I - \(s^t = s*s*s*s*......\)t times

Since there are \(t\) terms of both \(n^s\) and \(s\), there is one to one correspondence \((n^s \rightarrow s)\)

If \(f\) is a factor of \(p\), then \(f\) will also be a factor of \(p^q\) where \(q\) is any integer greater than 0.

Since both \(n^{st}\) and \(s^t\) have \(t\) terms each and based on above property, \(s\) will be a factor of \(n^s\), overall \(s^t\) will be a factor of \(n^{st}\)

II - \((st)^2\)

Since minimum value of both \(s\) and \(t\) is 2, the minimum value of \(n^{st}\) will be \(n^{2*2} = n^4 = n*n*n*n\)

Now \((st)^2 = s*s*t*t\), we can clearly see that there is one to one correspondence here.

\([n \rightarrow s] | [n \rightarrow s] | [n \rightarrow t] | [n \rightarrow t]\).

Therefore, \((st)^2\) is a factor of \(n^{st}\)

III - \((s+t)\)

Take the min value of \(s\) and \(t\), then \(s+t = 2+2 = 4\) and \(n^{st}\) will be \(n^{2*2} = n^4\)

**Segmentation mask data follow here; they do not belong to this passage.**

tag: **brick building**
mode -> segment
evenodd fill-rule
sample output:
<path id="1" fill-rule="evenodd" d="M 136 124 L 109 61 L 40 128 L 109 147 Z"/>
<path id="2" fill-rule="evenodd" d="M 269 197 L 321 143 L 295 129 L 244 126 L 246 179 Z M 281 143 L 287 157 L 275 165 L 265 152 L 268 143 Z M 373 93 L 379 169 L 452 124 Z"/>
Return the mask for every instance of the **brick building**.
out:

Now all we have to do is check if 4 is a factor of \(n^4\).

If we take \(n = 5\), then \(4\) will be not be a factor. But if we take \(n = 4\) then \(4\) will be a factor.

Hence, \(s+t\) is not a factor in all cases.

Hence, only I and II are factors of \(n^{st}\)

Hence, Answer is E